The technologies which encompassed ECM in 2016 descend from the electronic document management systems (EDMS) of the late 1980s and early 1990s. The original EDMS products were stand-alone, providing functionality in one of four areas: imaging, workflow, document management, and enterprise relationship management (ERM).

A typical early EDMS user had a small-scale imaging and workflow system (perhaps one department) to improve a paper-intensive process and work towards a paperless office. The first stand-alone EDMS technologies intended to save time (or improve information access) by reducing paper handling and storage, reducing document loss and speeding access to information. EDMS could provide online access to information formerly available only on paper, microfilm, or microfiche. By improving control over documents and their processes, EDMS streamlined business practices. Their audit trail increased document security and measured productivity and efficiency.

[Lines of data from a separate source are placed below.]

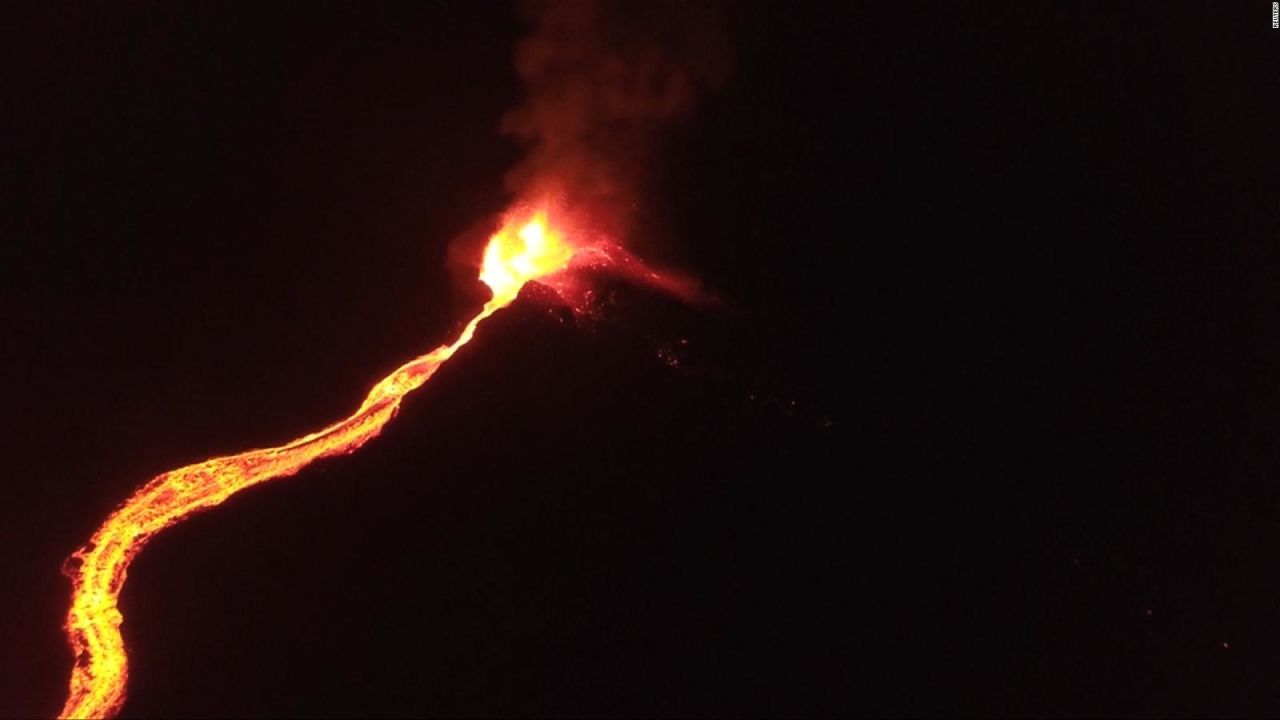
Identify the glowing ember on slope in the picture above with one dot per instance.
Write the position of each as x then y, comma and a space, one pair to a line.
521, 251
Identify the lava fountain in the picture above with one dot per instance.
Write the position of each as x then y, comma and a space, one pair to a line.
524, 250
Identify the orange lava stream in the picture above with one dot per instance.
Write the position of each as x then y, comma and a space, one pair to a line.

EDMS product categories were seen as complementary, and organizations wished to use several EDMS products. A customer-service department could combine imaging, document management and workflow; an accounting department could access supplier invoices from an ERM system, purchase orders from an imaging system, and contracts from a document-management system. As organizations established an Internet presence, they wanted to manage web content. Organizations which had automated individual departments began to envision a broader deployment.

The movement toward integrated EDM systems reflected a common trend in the software industry: the integration of small systems into more comprehensive ones. Word processing, spreadsheet, and presentation software were standalone products until the early 1990s, when the market shifted toward integration.

Early developers offered multiple stand-alone EDMS technologies as a single, packaged "suite", with little (or no) functional integration. Around 2001, the industry began to use the term "enterprise content management" for integrated systems.citation needed

In 2006, Microsoft (with its SharePoint product family) and Oracle Corporation (with Oracle Content Management) entered the low-cost ECM market.a Open source ECM products are also available.

Government standards, including the Health Insurance Portability and Accountability Act (HIPAA), BS 7799 and ISO/IEC 27001, influence the development and use of ECM. In 2016, organizations could deploy a single ECM system to manage information in all departments.